Joseph brought up a point about typing copy2. The paper gives three ways to make trees of size n (all values same):

  • naive algorithm (just allocate the nodes n times) - O(n)
  • reuse subtree (For each branch, reuse one of the subtrees for the other subtree) - O((log (n)) ^ 2)
  • create two subtrees, reuse them (a la fibonacci). This is called copy2. - O(log(n))

copy2 works by maintaining a pair of trees, sizes m and m+1, and (roughly) doubling both trees on each step. This doubling is efficient because we can reuse the two trees as much as possible.

There's a problem with sizing copy2, because we need to do an induction where the induction step divides the natural number we're inducting on, instead of the usual method of subtracting 1.

One way to type this is to use a mod-2 representation of snat's:

type m X =
| Z : '(0) X
| S1 of let m:'(nat) in m X : (1 + 2*m) X
| S2 of let m:'(nat) in m X : (2 + 2*m) X

With this representation, n can be represented by a type that is lg(n) deep. There's also a bijection to the natural numbers (it is isomorphic in that sense), so any natural number can be represented by this type. This mirrors the type of copy2, split into cases according to the numerical parameter:

copy2 x 0
copy2 x (2 * m + 1)
copy2 x (2 * m + 2)

This is an example of the fact that whenever you have a well-founded recursion, you can type it to make it a structural recursion on the structure that represents the type.

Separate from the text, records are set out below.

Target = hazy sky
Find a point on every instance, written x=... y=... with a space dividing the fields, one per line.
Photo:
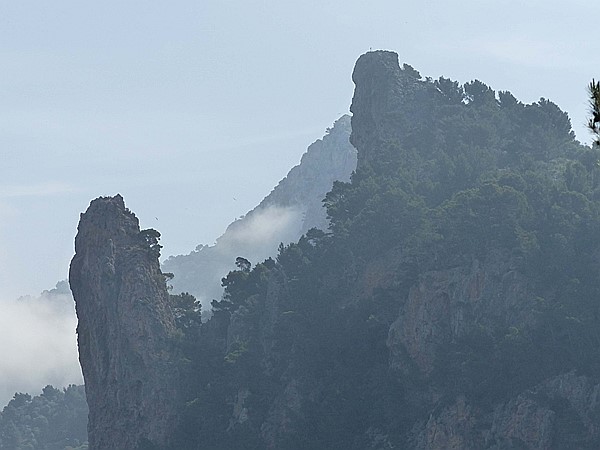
x=193 y=110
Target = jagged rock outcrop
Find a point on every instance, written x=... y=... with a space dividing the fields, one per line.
x=292 y=208
x=446 y=309
x=125 y=329
x=447 y=305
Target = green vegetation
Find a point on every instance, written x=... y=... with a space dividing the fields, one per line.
x=53 y=420
x=485 y=173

That's the (type-) theoretical side of the story. Practically, we need to write an X_of_int. This is O(log n) so it's still efficient but involves much more scaffolding than the untyped version.

Algorithms like copy2 have indexed types implicit in them (when we casually analyze copy2, we naturally think of indexed types) so it's natural to type it that way and be sure of its correctness.

We can also use existentials to type copy2. This gives weaker typing, but is worth a try. We need an existential of pairs and not a pair of existentials, to encode a mutual constraint on the pair's elements. Thus

type 'a exists_tree =
| E of let m:'(nat) in '(m) tree
;;

wouldn't work because when we open up the existential in a match statement, we are forced to write like

match blah, blah with
 | E |i:'(nat)| _, E |j:'(nat)| _ -> ...

and we can't express the fact that i = j+1. Instead, we need

type 'a exists_subtrees =
| E of let m:'(nat) in ('(1+m) tree, '(m) tree)
;;

Misc

We should push through all the examples to see if we stumble on anything interesting.